For some reason that remains unclear, there was a brand new, unopened pair of really pretty lace 24” tier curtains and a pair of tension rods to go with them. The only room with two windows in it is my room and it already has full length lace curtains in its windows and no reason in the world why it would need tiers. If anyone out there could use them, let me know and they’re yours. They are too pretty to waste.

All of the above were found in the shelving units, mixed in willy-nilly with a bunch of other stuff I knew was there, but the cubbies in the big computer desk held a different sort of surprises.
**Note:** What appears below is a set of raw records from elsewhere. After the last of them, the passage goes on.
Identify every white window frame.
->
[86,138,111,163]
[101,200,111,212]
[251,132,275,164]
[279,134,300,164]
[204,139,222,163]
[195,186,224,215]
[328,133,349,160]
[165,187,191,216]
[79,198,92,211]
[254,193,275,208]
Like a packet of my late father-in-law’s WWII army papers (copies, not originals), a stack of enough unused Christmas cards in both English and French to get this year’s mailing well on its way, and a packet of heartwarming thank you letters (several of which made me cry) from people who had requested sand from Omaha Beach after I returned from a trip there 10 years ago. Oh, and let’s not forget the two thick packets of documents from previous mortgage refinances done several years ago that I finally got around to shredding just yesterday.

That was the point at which I found the manila envelope that triggered the search to start with, and the point at which the digging and sorting stopped, leaving me amazed at the sheer volume and variety of artifacts to be found when one begins digging and wondering what might still be lurking, just waiting to be unearthed.

Rhea Bouchard Powers is a writer from Cumberland.